Die Polarisierung zwischen Union und Grünen hat der Linken massiv geschadet. Die Partei hat sich aber auch eigene Fehler geleistet.
Berlin - Am kommenden Wochenende beschließt die Linke ihr Bundestagswahlprogramm und kürt die beiden Spitzenkandidaten Janine Wissler und Dietmar Bartsch. Die Partei kann so einen Impuls gut gebrauchen, denn sie steht am Ende der Wahlperiode nicht gerade gut da. Manche Umfragen sehen sie unter sieben Prozent und die Landtagswahl in Sachsen-Anhalt brachte eine Enttäuschung. Der Schwung durch die Wahl von zwei Frauen als Parteivorsitzende (Wissler und Susanne Hennig-Wellsow) im vergangenen Februar, ist gründlich abhanden gekommen. Dafür gibt es mehrere Gründe, nicht alle sind selbst verschuldet. Ein Überblick.
Der Höhenflug der Grünen
Das kurzfristige Kopf-an-Kopf-Rennen der Grünen und der Union ist Gift für Wahrnehmung der Linken, weil taktisch orientierte Wähler die Chancen vergrößern wollen, eine Kanzlerin aus dem rot-rot-grünen Spektrum zu bekommen.
Doppelter Profilverlust
Gerade im Osten hat sich gezeigt, dass die gemeinsame klare Haltung der demokratischen Parteien gegenüber der AfD zwar prinzipiell sehr wünschenswert ist. In Sachsen-Anhalt war bei manchem Linken-Wähler der Impuls aber so groß, einen Nicht-AfD-Politiker zum Amt des Ministerpräsidenten zu verhelfen, dass immerhin 18 000 Linke-Wähler direkt zur CDU gingen. Die glasklare Frontstellung zur CDU-Politik wurde jedenfalls unklarer und dafür zahlte die Linke einen Preis.

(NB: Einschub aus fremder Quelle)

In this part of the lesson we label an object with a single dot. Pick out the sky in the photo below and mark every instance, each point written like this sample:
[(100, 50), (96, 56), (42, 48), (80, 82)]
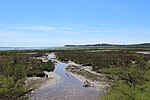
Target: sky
[(42, 23)]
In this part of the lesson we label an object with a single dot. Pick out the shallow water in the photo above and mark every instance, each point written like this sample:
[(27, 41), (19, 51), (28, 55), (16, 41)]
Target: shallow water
[(68, 88)]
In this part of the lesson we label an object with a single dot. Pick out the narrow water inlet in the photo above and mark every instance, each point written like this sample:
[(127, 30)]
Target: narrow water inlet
[(68, 88)]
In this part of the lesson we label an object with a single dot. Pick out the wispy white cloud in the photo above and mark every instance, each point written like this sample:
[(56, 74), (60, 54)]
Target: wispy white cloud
[(44, 35)]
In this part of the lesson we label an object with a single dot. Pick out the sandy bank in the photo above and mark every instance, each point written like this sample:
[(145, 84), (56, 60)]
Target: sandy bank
[(43, 82), (101, 85)]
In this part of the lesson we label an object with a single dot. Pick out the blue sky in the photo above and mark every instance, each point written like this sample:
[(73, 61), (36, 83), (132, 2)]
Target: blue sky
[(59, 22)]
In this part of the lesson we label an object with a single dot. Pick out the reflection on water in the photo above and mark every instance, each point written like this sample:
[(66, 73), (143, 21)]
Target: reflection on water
[(68, 88)]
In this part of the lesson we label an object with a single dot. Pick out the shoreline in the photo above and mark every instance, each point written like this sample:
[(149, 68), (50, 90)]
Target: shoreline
[(43, 82), (101, 86)]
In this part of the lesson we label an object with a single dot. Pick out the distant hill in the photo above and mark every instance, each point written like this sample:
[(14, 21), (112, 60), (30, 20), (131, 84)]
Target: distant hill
[(146, 45)]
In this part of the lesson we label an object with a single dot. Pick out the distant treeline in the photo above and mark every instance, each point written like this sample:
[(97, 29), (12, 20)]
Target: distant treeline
[(105, 45)]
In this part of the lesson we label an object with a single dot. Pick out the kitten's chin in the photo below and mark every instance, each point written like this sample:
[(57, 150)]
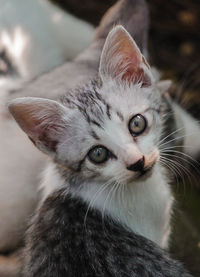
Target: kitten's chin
[(144, 175)]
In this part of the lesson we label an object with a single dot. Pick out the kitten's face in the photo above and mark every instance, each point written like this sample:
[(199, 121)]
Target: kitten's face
[(106, 132), (114, 132)]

Unsichtbarkeit in der Pandemie
Die Linke hat in der Pandemie den Regierungskurs prinzipiell mitgetragen. Sie forderte die härtere Einbeziehung der Wirtschaft in Lockdown-Maßnahmen, pochte auf die Finanzierung von Lüftern für die Schulen – aber sie kritisierte nicht pauschal die ganze Regierungslinie. Das war zwar durchaus verantwortungsvoll, aber es kostete Sichtbarkeit in der Öffentlichkeit. Die Bühne in Pandemie -Zeit gehörte der Regierung und allenfalls der FDP, die fundamentalere Kritik äußerte, ohne den Schwurblern das Wort zu reden.
Fehler und Kämpfe
Eigene Defizite kamen hinzu. Die neue Vorsitzende Susanne Hennig-Wellsow zeigte sich in ihren ersten Talkshow-Auftritten in Sachfragen nicht sattelfest. Die in solchen Formaten eigentlich immer gut aufgelegte Janine Wissler war noch stark in Hessen gebunden, wo sie Fraktionschefin im Landtag ist. Inhaltlich neue Initiativen kamen kaum von den beiden Chefinnen. Dafür gibt es Ärger mit alten Bekannten. Sahra Wagenknecht polemisiert in einem neuen Buch gegen die „Lifestyle-Linke!“ und ihr Ehemann Oskar Lafontaine ruft im Saarland sogar dazu auf, den dortigen linken Spitzenkandidaten nicht zu wählen. Inzwischen liegen gegen beide sogar Anträge auf Parteiausschluss vor.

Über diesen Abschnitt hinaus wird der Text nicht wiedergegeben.